According to the order, for the next two weeks, law enforcement may not:

  • Use physical force, including non-lethal projectiles, against news media;
  • use chemical agents against news media;
  • or seize camera equipment or press passes from journalists.

The judge encourages journalists to carry a press pass, badge or other credential that clearly identifies them as journalists protected by the order.

State law enforcement leaders are to provide officers with copies of the order within 24 hours.

UPDATE: Journalists allege police harassment at Friday protests

The order does not apply to any journalists believed to have committed a crime.

Lawyers with the state attorney general’s office opposed the order, arguing that including reporters in dispersal orders keeps the journalists safe. The judge was not persuaded.

“This argument is unavailing, particularly when considering the allegations, supported by declarations, that members of the press have sustained severe injuries at the hands of law enforcement in recent days,” Wright wrote. “These severe injuries include bruising and at least one injury requiring surgery.”
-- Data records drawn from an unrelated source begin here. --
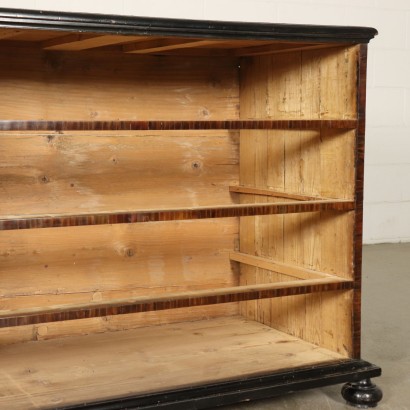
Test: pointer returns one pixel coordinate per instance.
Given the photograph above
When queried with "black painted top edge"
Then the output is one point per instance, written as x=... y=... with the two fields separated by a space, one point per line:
x=128 y=25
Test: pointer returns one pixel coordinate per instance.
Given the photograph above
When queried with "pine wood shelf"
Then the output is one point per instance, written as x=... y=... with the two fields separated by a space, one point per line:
x=181 y=214
x=176 y=125
x=32 y=316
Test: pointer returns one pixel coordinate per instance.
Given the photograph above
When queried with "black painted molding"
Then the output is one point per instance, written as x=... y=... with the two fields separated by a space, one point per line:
x=114 y=24
x=241 y=390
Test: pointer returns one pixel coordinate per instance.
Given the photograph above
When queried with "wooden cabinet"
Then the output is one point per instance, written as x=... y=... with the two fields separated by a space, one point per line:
x=181 y=210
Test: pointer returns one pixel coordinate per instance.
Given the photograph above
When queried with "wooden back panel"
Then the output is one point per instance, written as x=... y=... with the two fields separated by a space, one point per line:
x=70 y=172
x=55 y=85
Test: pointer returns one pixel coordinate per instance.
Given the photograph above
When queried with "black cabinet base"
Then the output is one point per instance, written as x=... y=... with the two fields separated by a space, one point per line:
x=249 y=389
x=362 y=394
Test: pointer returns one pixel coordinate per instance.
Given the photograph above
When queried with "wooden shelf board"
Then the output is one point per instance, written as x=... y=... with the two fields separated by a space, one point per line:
x=269 y=264
x=16 y=125
x=21 y=317
x=81 y=369
x=250 y=190
x=11 y=222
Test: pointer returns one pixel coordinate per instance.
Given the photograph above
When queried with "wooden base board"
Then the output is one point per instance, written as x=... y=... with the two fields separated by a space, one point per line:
x=57 y=373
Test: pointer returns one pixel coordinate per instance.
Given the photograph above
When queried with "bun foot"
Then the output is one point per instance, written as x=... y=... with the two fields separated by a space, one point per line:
x=362 y=395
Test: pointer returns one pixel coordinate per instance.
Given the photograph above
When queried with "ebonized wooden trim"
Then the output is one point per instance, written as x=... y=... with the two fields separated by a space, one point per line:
x=263 y=386
x=148 y=26
x=359 y=188
x=11 y=125
x=180 y=214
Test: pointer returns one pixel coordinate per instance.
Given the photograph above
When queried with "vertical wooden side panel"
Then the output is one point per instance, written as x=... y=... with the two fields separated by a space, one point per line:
x=359 y=186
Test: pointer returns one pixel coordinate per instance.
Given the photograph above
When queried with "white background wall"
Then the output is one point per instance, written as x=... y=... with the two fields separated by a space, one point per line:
x=387 y=172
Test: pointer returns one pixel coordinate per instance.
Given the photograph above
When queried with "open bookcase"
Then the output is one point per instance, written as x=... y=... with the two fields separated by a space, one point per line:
x=181 y=211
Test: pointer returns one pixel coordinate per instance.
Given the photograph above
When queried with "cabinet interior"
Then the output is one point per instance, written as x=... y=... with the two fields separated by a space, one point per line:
x=243 y=233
The ruling came in an ongoing case brought last year by the ACLU and freelance journalist Jared Goyette, who alleged law enforcement was deliberately injuring journalists covering protests after the death of George Floyd during a Minneapolis arrest.

Multiple reporters told the court that they have been targeted again this week, “directed by law enforcement to vacate the protest area, physically grabbed, struck by less-lethal projectiles and rubber bullets, and pepper sprayed.”